= Bibi Blocksberg (film) =

2002 film by Hermine Huntgeburth

Bibi Blocksberg is a German children's film from 2002 directed by Hermine Huntgeburth. Like Bibi Blocksberg and the Secret of the Blue Owls, it is based on the characters from the children's radio play series Bibi Blocksberg. Elfie Donnelly wrote the script.

== Plot ==
The young witch Bibi Blocksberg is to be awarded the Witch's Ball, usually only received at the age of 15, by the Witch Council because of her special achievements in saving two children from death in flames. Bibi and her mother Barbara are proud, but her father Bernhard Blocksberg is critical of the award because of the attention it brings to the witches in his family, making him unpopular at work.

Nevertheless, the two witches don't let their joy at the award ceremony be spoiled.
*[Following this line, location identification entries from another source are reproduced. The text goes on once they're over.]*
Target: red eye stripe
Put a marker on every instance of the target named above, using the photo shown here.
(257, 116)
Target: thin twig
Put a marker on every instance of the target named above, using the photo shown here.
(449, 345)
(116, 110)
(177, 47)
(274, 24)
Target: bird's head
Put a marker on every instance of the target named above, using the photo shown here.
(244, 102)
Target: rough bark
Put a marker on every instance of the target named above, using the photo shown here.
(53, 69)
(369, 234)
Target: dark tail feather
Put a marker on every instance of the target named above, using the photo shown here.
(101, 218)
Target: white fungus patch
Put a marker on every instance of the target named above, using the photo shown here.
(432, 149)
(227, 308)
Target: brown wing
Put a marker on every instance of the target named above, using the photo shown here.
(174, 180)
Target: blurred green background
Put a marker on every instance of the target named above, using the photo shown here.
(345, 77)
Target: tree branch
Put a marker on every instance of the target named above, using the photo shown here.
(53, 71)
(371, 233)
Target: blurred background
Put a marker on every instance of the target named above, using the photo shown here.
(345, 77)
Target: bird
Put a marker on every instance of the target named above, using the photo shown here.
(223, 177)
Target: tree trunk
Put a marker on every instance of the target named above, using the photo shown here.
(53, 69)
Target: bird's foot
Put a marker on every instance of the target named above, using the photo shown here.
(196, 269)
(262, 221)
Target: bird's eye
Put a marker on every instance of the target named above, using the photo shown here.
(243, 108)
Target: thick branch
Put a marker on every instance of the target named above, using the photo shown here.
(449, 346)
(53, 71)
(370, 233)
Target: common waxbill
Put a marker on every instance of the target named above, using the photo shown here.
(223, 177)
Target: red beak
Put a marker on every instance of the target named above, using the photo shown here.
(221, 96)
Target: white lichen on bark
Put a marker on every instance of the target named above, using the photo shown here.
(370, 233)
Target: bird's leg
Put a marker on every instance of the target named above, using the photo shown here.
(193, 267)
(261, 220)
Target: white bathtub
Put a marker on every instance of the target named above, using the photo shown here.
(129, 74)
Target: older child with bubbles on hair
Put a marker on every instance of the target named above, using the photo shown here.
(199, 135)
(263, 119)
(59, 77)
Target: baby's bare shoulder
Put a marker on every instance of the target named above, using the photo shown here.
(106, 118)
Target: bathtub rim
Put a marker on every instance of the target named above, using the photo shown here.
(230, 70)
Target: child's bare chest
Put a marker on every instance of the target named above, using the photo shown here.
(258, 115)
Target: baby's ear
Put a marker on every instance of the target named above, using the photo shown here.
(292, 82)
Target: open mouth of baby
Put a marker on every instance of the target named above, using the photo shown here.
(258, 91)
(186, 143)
But the evil witch Rabia is jealous of Bibi's success. In her opinion, a witch who grows up in the purely human, i.e. non-witch society, should not receive the honor of being awarded the witch's ball. She deliberately drops Bibi's ball and has to give her own witch's ball to Bibi instead. However, Rabia's witch ball contains the formula for a stolen magic potion that promises eternal youth, and without the formula Rabia cannot prepare the magic potion.

Rabia then swears revenge on the Blocksberg family and tries to regain the crystal ball by any means she can.

== Reviews ==
"Eventful and turbulent film adaptation of the successful children's book and radio play classic that provides solid entertainment for its target group. Nevertheless, the familiar program is played out with too much routine, and the film, above all, fails to breathe life into the positive characters." – Lexicon of international film

== Special features ==
The film Bibi Blocksberg was the most successful German-language film in 2002.

The sequel Bibi Blocksberg and the Secret of the Blue Owls followed in 2004.

The aerial shots at the beginning and end of the film show the old town of Nördlingen. The exterior shots in the fictional "Neustadt", however, were filmed in Freising.

The video release was certified 11× Platinum for sales of 550,000 units.

The 2nd prize at the Chicago International Children's Film Festival 2003 for Live-Action Feature Film went to Bibi Blocksberg.